Les délégués du personnel de Chococam ont adressé aux dirigeants locaux, aux actionnaires sud-africains et aux autorités camerounaises une demande de garanties écrites sur le maintien des emplois et des droits sociaux avant la clôture de la vente de l’entreprise. La requête intervient alors que Tiger Brands s’apprête à céder 74,69 % du capital de la Chocolaterie Confiserie Camerounaise au fonds Minkama Capital, adossé au groupe bancaire BGFIBank. L’opération, financée par une dette d’acquisition structurée de plusieurs dizaines de milliards de FCFA, doit se concrétiser progressivement au cours de l’exercice 2026.
Le groupe sud-africain a engagé depuis plusieurs mois un plan de rationalisation de son portefeuille à l’échelle mondiale, avec un recentrage sur ses marchés principaux. C’est dans ce cadre que le désengagement du site de Douala-Bassa a été amorcé. Depuis les premiers signaux de ce retrait, la direction générale locale n’a organisé aucune réunion d’information sur l’organigramme futur de l’entreprise, la stratégie industrielle du repreneur ou le sort des conditions de travail.
Les représentants du personnel dénoncent en parallèle un mode de gestion des avantages sociaux qu’ils jugent contraire aux usages en vigueur dans l’entreprise. La mutuelle du personnel tire une partie de ses ressources de la valorisation des déchets de l’usine. Ces recettes sont désormais gérées par la direction générale, qui décide seule de l’octroi des prêts ordinaires hérités de la période antérieure à Chococam, tout en conservant les fonds de la mutuelle dans le même compte que ceux de l’entreprise.
Les indemnités de solidarité prévues en cas de départ font également l’objet d’un refus ou d’une restriction systématiques de la part de la direction générale, qui ne tient plus compte des critères d’ancienneté pourtant fixés par les textes internes. La contestation porte enfin sur les parts A et B, qui constituent le régime de retraite complémentaire des salariés. La part A correspond à la contribution de l’employeur, la part B à celle du salarié. Les accords en vigueur prévoient leur versement conjoint aux démissionnaires ayant plus de trois ans d’ancienneté, sauf faute lourde. Un employé résume la situation en ces termes.
« Lorsqu’on parle des parts A et B, il s’agit de la retraite complémentaire. Les parts A et B s’expliquent ainsi qu’il suit, part A la part employeur et part B la part employé. À partir de trois ans, en cas de départ, sauf faute lourde, on paie les parts A et B. Mais chez nous, le DG a décidé de ne plus donner la part de l’employeur au mépris du contrat, parce qu’il est fâché de ce que les gens démissionnent », explique-t-on.

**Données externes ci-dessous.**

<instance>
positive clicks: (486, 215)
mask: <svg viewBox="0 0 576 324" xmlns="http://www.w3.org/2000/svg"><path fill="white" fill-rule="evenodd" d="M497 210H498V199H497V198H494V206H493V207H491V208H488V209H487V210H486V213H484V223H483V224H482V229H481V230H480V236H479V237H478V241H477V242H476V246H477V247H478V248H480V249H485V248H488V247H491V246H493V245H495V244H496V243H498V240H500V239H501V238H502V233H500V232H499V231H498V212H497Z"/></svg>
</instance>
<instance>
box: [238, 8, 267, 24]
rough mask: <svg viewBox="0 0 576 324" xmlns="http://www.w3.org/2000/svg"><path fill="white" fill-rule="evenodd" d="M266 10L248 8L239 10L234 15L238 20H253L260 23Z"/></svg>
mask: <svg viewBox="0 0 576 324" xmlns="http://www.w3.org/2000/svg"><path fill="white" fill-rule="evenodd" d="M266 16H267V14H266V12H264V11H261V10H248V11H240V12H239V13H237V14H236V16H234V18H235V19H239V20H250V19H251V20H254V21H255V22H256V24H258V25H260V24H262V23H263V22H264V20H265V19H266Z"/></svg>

Pour faire valoir ces revendications, les délégués du personnel ont rédigé un projet de protocole d’accord portant sur la préservation des droits acquis, l’encadrement du passif social et la garantie des régimes de prévoyance. Ce document a été remis aux dirigeants locaux et aux propriétaires sud-africains lors de leur passage au Cameroun en avril. Il est resté sans suite.
La saisine de l’Inspection du travail de Douala n’a pas abouti. Au ministère de tutelle, une réception a bien eu lieu, mais l’examen paritaire du protocole, transmis depuis le mois de mai, n’a donné lieu à aucune session de travail programmée.
Les représentants des salariés portent désormais le dossier au-delà de la direction locale, jusqu’aux instances sud-africaines et aux administrations de Yaoundé. Ils rappellent que la valeur des actifs cédés repose sur le travail des équipes de Douala-Bassa et réclament, avant la signature définitive de la transaction, des garanties écrites, formelles, vérifiables et irrévocables sur le maintien des emplois, le paiement intégral des parts A et B aux démissionnaires, le respect des critères d’ancienneté pour les indemnités de solidarité et la gestion séparée des fonds de la mutuelle. À défaut d’une reprise du dialogue avec la direction générale, une paralysie de l’usine n’est pas exclue.